Ситуация современности предполагает актуализацию поиска новых романных форм, адекватных времени. Относительное многообразие художественных решений современных романистов, что вполне объяснимо неканонической поэтикой жанра романа, свидетельствует о наличии его разных типологических разновидностей в современную эпоху. Подчас жанровые именования, к которым склоняется тот или иной автор («роман с языком», «неисторический роман»), как бы транслируют новые перспективы жанра. Однако многие из новых сочинений, причем едва ли бессознательно, но именно вполне осознанно, возвращаются к тому стержню — к идее «восстановления» / «пробуждения» / «спасения», — на котором держался русский классический роман. Прежде всего мы имеем в виду роман Е. Г. Водолазкина «Лавр», который сам автор понимает как «неисторический роман», — это очень важная номинация, ставящая это сочинение в разряд текстов, как говорил Л. Н. Толстой, с отступлением от европейского образца. Древнерусские истоки стиля и жанра этой книги рефлексировались как самим писателем, так и критиками [Маглий], и, безусловно, заслуживают отдельного разговора. В рамках задачи нашей статьи мы хотели бы обратить внимание на отчетливый дантовский вектор книги, «итальянский текст» которой специалисты связывают с А. А. Блоком как с самым «дантовским» русским поэтом [Сабо], но здесь, весьма вероятно, сказывается и русская романная традиция. История любви героя к Устине приобретает координаты

истории Данте и Беатриче, с тем вариантом «спасения», который предполагает осознание греха и его последующее трудное, но движение вверх, ввиду любви к Богу. Глубинно тут читается дантовский вектор русского романа17, а значит и вся линия, идущая от Пушкина, Гоголя, Гончарова и Достоевского.

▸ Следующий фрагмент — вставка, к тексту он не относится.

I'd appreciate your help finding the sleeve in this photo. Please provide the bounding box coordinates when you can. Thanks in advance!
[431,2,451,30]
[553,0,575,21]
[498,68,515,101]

Исследователи творчества Водолазкина подчеркивают склонность писателя к определенным схемам мотивов, которые присутствуют практически во всех его художественных текстах. Эти схемы являются своеобразной визитной карточкой автора «Лавра» и легко заметны [Горбенко: 94]. К ним, несомненно, относятся мотивы плавания в космосе, полета, прохождения, проникновения во время, поиска самоидентификации, греха, прощения и вечности [Бояркина]. Они задают постоянные направления размышлений Водолазкина, которые относятся к так называемым вечным вопросам, среди которых одним из важнейших оказывается вопрос о сущности времени, о пределах существования, о возможности преодоления этих пределов человеком. В понимании человеческой жизни как явления неконечного писатель созвучен общему строю русской средневековой культуры с ее презумпцией религиозности.

Нам представляется, что в целом трансформация пасхального архетипа в ХХ в. и в русском романе, когда происходит «вторичная сакрализация» и одновременно с этим сосуществует тенденция «восстановления» человека, сохраняется и в настоящие дни. Тем самым при всех метаморфозах русский классический роман в качестве уже национального образца присутствует на литературном поле русской культуры. Его жанровым ядром является мотив «восстановления» человека / его «пробуждения» / «спасения» / движения «вверх, по ступеням», а русский роман оказывается наиболее репрезентативным в жанровом плане выражением архетипического свойства русской культуры — ее пасхальности. Этим, вероятно, обусловлена та особая вершинная позиция русского романа классического образца в системе жанров русской литературы XIX в. и общая тенденция романизации, которая захватила эту эпоху. В мировой литературе русский роман

значим как самостоятельная смыслоформа, которая позволила русским романистам говорить с современным читателем на современном этому читателю романном языке о мисте-риальной по сути истории спасения человека, без ухода в явную архаику, которая ассоциировалась с разработкой этой темы.

Примечания

1 Достоевский Ф. М. Полн. собр. соч.: в 30 т. Л.: Наука, 1976. Т. 14. С. 222.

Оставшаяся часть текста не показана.